ADVANCING MODELLING OF WIND TURBINES

Alberto Cardona of Universidad Nacional del Litoral and his team have made a significant advancement for the UPWARDS project in recent months.

 

The work done to date pertains to modelling of the interaction of air-flow with structural components. The UNL team worked with Siemens’ software tools (STAR-CCM+ and SAMCEF Mecano, correspondingly simulating air-flow & structural components [and their movements]), to enable increasingly sophisticated simulations of wind-turbines in operation.

 

“We are modelling the flow around a wind turbine, which is conventionally modelled as a rigid body member (meaning the blades are not deforming) only turning”.

              -Alberto Cardona

 

Now this may seem like a minor adjustment to make to modelling software, it does however have major consequences. Currently wind turbine size is capped due to the incapability of the industry to understand and therefore predict how wind-turbines perform under various conditions to a finer degree.
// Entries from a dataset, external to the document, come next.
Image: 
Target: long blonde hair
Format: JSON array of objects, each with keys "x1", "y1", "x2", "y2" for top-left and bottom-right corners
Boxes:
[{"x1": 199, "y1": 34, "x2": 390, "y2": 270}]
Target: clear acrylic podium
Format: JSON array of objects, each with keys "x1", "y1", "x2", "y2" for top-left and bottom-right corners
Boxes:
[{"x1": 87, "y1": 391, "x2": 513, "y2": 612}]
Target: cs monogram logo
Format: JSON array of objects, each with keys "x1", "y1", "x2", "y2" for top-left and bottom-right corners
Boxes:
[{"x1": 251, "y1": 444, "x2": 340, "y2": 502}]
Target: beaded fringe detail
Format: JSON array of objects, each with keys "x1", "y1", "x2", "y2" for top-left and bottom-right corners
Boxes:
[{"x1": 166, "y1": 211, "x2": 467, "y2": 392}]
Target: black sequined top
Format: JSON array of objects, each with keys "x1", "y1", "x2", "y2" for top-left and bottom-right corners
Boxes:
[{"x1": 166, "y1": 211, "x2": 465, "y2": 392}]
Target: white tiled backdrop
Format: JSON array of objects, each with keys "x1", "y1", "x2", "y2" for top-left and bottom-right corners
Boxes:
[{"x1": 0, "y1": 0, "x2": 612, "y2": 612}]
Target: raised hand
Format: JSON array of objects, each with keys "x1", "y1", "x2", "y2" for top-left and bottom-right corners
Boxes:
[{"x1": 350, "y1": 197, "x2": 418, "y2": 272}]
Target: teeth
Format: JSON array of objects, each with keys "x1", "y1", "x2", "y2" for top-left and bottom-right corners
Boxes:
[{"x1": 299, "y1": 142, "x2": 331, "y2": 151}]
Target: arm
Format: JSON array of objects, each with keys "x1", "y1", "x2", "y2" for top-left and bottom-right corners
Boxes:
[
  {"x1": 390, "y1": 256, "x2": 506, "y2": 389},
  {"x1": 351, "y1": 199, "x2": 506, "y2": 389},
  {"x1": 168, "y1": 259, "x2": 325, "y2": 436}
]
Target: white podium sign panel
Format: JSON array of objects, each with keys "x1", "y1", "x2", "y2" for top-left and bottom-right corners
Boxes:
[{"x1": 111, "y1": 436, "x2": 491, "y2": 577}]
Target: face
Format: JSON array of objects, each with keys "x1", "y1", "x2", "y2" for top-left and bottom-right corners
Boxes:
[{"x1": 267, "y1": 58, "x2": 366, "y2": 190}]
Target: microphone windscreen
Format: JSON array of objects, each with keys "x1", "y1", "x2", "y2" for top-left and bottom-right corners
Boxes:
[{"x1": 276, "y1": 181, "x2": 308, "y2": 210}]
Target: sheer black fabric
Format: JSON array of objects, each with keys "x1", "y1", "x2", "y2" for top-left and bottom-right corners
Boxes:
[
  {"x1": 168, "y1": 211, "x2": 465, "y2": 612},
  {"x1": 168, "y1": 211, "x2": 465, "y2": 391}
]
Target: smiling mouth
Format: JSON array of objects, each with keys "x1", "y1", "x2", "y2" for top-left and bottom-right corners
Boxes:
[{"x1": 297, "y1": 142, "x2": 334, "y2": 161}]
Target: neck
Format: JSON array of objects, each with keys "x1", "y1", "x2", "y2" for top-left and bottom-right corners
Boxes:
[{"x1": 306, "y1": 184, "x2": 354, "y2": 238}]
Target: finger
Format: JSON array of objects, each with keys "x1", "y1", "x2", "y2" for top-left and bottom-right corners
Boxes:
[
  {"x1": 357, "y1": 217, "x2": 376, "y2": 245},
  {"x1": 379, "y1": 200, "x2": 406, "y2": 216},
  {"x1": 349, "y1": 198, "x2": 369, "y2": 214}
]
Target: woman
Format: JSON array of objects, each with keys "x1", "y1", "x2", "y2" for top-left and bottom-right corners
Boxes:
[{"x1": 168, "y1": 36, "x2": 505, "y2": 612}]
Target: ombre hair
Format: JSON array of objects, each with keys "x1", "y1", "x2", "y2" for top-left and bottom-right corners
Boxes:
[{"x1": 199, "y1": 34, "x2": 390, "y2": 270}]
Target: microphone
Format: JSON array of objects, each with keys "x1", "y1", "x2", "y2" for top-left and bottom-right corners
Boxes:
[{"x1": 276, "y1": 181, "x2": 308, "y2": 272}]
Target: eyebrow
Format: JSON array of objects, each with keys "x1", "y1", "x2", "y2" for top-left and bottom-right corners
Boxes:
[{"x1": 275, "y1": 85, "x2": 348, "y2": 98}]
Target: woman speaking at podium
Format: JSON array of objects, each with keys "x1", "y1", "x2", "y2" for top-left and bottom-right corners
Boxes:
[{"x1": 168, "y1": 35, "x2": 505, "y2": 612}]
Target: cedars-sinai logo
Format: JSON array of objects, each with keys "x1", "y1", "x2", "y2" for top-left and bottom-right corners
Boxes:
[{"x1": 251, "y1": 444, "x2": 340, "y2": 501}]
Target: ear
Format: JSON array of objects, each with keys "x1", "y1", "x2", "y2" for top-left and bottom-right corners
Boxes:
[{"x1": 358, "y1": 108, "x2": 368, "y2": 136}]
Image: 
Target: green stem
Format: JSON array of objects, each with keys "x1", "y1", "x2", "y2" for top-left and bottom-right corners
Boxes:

Speaking of deformation specifically, as the size of the turbine grows so do key parameters like length, mass and stress on components, thus likely increasing deformation experienced by the blades.

 

If such deformation is not kept within acceptable ranges this can not only prevent the wind-turbine from reaching optimal performance but can also cause serious damage and perhaps failure of the mechanical system.

 

Additionally, with the increased size of wind-turbine blades it is possible for complications in the material to arise through failure mechanisms that do not take place at a smaller scale and thus must be designed and engineered to compensate for accordingly.

 

Thus, development and validation of these improvements will have a direct impact on the size (and therefore capacity) and performance of existing wind-turbines, ushering in a new phase for the wind-energy industry.